En appelant à l’application de l’article 102 et au respect des articles 7 et 8 de la Constitution de 1996, Ahmed Gaïd-Salah a voulu se prémunir de toute tentative de dénonciation et de dépassement des prérogatives de l’ANP dans le champ politique, tout en réaffirmant deux principes devant conduire à la résolution de la crise de l’Etat algérien en cours : respect de la norme constitutionnelle et respect de la souveraineté populaire. Dans cet esprit, une date a été déterminée pour l’élection d’un nouveau Président, soit le 4 juillet 2019. Si le principe d’une acceptation de la Constitution en vigueur semble assez partagé, le mouvement citoyen (hirak) réclamant lui-même l’application de certains articles faisant retour à la souveraineté populaire dans le choix des institutions, la date fixée par le Président intérimaire et le chef d’état-major suscite une vive inquiétude dans la population et l’opposition politique pour deux raisons essentielles.

Techniquement, elle ne permet pas l’organisation politique de l’opposition qui, depuis le 22 février, a pris une nouvelle forme jamais exprimée auparavant, surpassant en revendications celle qui agissait sous Bouteflika. Le motif est pertinent et acceptable si le chef de l’Etat intérimaire, Abdelkader Bensalah, et le chef d’état-major de l’ANP reconnaissent cette nouvelle «opposition» dans son droit constitutionnel de participer à l’élaboration de nouvelles institutions. Mais, en recourant aux articles 7 et 8, tout en promulguant une élection à très court terme, le pouvoir politique actuel tuerait l’émergence d’une nouvelle forme de combat politique, démocratique mais encore peu organisée, celle du 22 février. Que faire ? Aller aux élections maintenant ou se doter d’une année entière qui garantirait un temps plus fécond pour l’organisation de la nouvelle représentation politique ?

Au fond du problème se pose la question de la légitimité du pouvoir actuel à vouloir organiser une élection.
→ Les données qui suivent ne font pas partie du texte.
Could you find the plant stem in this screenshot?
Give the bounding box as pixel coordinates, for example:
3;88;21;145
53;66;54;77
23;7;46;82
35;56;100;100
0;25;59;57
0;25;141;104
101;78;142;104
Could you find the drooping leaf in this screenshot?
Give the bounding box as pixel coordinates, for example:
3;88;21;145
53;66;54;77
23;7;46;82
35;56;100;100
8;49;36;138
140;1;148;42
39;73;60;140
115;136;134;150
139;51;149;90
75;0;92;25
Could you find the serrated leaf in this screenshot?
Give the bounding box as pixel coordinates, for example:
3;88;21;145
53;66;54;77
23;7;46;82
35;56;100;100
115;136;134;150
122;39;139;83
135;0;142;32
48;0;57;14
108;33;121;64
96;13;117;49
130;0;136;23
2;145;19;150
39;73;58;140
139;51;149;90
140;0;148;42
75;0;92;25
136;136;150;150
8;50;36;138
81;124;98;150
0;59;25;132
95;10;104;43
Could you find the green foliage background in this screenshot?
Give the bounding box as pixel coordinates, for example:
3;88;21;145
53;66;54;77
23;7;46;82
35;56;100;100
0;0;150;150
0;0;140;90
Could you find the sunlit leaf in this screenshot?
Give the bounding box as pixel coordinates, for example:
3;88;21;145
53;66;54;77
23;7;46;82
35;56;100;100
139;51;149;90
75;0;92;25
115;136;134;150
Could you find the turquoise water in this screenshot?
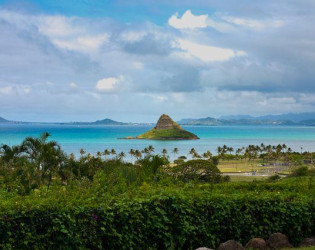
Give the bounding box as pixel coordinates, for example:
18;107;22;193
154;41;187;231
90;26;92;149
0;124;315;160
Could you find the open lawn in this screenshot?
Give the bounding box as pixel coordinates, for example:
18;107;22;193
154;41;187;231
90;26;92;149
230;175;267;182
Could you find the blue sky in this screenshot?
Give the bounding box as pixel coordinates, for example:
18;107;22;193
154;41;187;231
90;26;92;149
0;0;315;122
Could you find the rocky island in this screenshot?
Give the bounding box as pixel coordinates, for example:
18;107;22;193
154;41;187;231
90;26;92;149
124;114;199;140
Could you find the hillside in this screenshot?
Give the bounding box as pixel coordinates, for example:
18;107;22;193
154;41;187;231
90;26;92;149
134;114;199;140
66;118;128;126
178;116;304;126
0;117;10;123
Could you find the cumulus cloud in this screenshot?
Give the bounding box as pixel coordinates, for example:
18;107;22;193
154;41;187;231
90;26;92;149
95;76;124;92
173;39;246;62
0;86;12;95
0;0;315;121
168;10;233;32
168;10;208;29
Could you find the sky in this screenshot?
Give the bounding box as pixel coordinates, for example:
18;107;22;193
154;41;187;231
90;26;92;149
0;0;315;122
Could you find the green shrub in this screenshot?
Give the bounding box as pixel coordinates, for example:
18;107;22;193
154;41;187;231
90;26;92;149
172;160;222;183
288;166;308;177
267;174;281;181
0;190;315;249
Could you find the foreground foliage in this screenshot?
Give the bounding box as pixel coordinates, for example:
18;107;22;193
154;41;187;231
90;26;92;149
0;134;315;249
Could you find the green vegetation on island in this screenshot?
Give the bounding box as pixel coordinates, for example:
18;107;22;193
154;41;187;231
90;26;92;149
135;114;199;140
0;133;315;249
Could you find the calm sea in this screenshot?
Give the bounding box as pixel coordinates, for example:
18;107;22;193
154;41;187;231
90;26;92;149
0;124;315;158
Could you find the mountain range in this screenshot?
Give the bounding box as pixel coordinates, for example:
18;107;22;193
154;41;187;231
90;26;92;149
178;112;315;126
0;112;315;126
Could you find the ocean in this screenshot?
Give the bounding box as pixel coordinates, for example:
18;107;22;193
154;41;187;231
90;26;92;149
0;124;315;159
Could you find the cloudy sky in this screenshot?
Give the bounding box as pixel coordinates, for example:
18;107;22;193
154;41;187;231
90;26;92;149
0;0;315;122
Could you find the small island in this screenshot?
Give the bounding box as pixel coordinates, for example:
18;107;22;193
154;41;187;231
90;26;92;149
124;114;199;140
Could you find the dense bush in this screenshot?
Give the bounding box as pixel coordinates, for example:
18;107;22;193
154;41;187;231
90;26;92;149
0;176;315;249
0;133;315;249
172;160;223;183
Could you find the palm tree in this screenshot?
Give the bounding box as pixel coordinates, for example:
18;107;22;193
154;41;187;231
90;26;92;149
80;148;85;157
110;148;116;159
202;150;212;159
172;148;178;159
0;145;21;162
227;147;234;154
128;149;135;161
188;148;197;157
118;152;126;160
135;149;142;160
21;132;65;190
141;148;150;155
217;146;223;156
103;149;110;160
96;151;102;159
162;148;167;159
148;145;154;153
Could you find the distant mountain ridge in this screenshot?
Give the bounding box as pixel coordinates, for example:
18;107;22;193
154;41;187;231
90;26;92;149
0;112;315;126
0;117;10;123
220;112;315;122
178;112;315;126
68;118;128;126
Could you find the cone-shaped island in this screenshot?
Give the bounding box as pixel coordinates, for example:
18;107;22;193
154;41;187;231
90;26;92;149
126;114;199;140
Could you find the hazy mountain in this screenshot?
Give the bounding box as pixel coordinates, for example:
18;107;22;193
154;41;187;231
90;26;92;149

Ainsi, au plan de la légitimité, le hirak dans son ensemble est fondé à contester l’idée d’une élection présidentielle par un personnel politico-militaire encore au pouvoir et qui prônait, il y a quelque temps, la continuité du système. Il faut cependant souligner que le chef d’état-major de l’ANP obtient la primauté et une part de légitimité supérieure à son chef hiérarchique, le Président intérimaire Bensalah, pour avoir décidé la «démission du chef de l’Etat» dans un cadre constitutionnel, faisant écho en cela à la voix du peuple. Légitimité réduite mais essentielle pour contrôler tout processus politique à terme, par la tenue d’une élection présidentielle.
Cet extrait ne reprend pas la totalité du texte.